When I was.


When I was a grassy slope I went on forever, down to the airstrip at the toy-car-sized bottom of the hill, burning to sharp hard grass stalks along the way.


When I was the burnt grass, I held still and stiff, unable to wave, unable to bend, only marching and marching till I had to stop at the edge of the road.

When I was a packed-dirt road I never went very far, only just down to the hostel and back, covered in little girls skipping and scheming.

When I was a little girl, I climbed and climbed and climbed to get home to the top of the two-story house.

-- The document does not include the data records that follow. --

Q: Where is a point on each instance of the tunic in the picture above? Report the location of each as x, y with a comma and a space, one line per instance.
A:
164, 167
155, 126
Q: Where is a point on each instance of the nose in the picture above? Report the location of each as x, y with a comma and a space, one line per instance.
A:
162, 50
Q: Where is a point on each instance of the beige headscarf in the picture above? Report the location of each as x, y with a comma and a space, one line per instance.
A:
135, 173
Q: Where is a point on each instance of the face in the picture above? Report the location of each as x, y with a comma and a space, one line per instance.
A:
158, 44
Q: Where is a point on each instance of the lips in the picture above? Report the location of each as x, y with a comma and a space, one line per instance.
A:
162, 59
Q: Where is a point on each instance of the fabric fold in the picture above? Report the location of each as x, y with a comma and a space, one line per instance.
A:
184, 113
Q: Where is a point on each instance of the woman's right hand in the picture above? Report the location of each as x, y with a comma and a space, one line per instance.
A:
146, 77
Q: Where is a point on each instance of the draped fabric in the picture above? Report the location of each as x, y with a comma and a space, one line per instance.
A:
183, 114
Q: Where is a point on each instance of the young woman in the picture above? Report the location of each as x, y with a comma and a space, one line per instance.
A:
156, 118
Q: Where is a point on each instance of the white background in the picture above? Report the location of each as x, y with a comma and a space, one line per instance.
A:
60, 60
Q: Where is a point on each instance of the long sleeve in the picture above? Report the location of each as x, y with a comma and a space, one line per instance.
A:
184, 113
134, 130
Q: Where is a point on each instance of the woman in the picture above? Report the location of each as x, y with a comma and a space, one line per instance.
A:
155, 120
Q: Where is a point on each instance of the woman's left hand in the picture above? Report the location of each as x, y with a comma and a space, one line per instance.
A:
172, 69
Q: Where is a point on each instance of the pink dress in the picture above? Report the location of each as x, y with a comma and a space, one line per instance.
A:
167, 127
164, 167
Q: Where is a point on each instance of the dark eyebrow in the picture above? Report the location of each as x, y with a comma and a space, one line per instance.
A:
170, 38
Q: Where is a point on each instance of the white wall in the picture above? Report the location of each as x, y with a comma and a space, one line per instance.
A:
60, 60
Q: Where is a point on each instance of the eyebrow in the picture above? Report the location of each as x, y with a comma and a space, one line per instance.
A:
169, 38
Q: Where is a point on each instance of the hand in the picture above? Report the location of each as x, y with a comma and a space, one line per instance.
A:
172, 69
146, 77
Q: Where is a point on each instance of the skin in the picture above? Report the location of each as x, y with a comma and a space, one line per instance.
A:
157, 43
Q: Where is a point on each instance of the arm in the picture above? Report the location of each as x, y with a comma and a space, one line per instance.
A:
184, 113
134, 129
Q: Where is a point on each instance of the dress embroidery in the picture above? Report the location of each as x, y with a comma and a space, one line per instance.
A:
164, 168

When I was the two-story house, I crumbled my old stone steps and banged my big new wooden door and confused the visitors, so that someone leaving a cello lesson in the living room might open a door onto a woman in a tub. 

When I was a woman in a tub, I closed my eyes to think of nothing, covered in suds, quiet for once, out of hearing of my family.

When I was a family, I sang in all the voices and told the stories in back and forth directions, tumbling and tripping, kissing and hugging and passing the salt, banging elbows, sleeping in all the beds with mumps and dysentery and malaria, every kind of fever.

When I was a fever I made up the family stories, one hot pillow, one long night and day, one delirious little girl, one frightened father at a time.

When I was a frightened father I couldn’t think, I couldn’t sleep, I had to drive to the hospital, hold the vigils, remember and worry and pray and comfort and be there to tell the stories.

When I was the stories, I was larger than roosters, older than houses, wilier than crocodiles. I was the slope, the grass, the road, the girl. I was the hot soapy tub, the nightmare dysentery, the rows of glass bottles waiting for water boiled and filtered through handkerchiefs in a little tin funnel. I was every verse of the Bible, every hymn in the book, every scratched knee and early breakfast and Wednesday night potluck. Every useless telephone. Every little girl, looking down across the grassy slope that went on forever.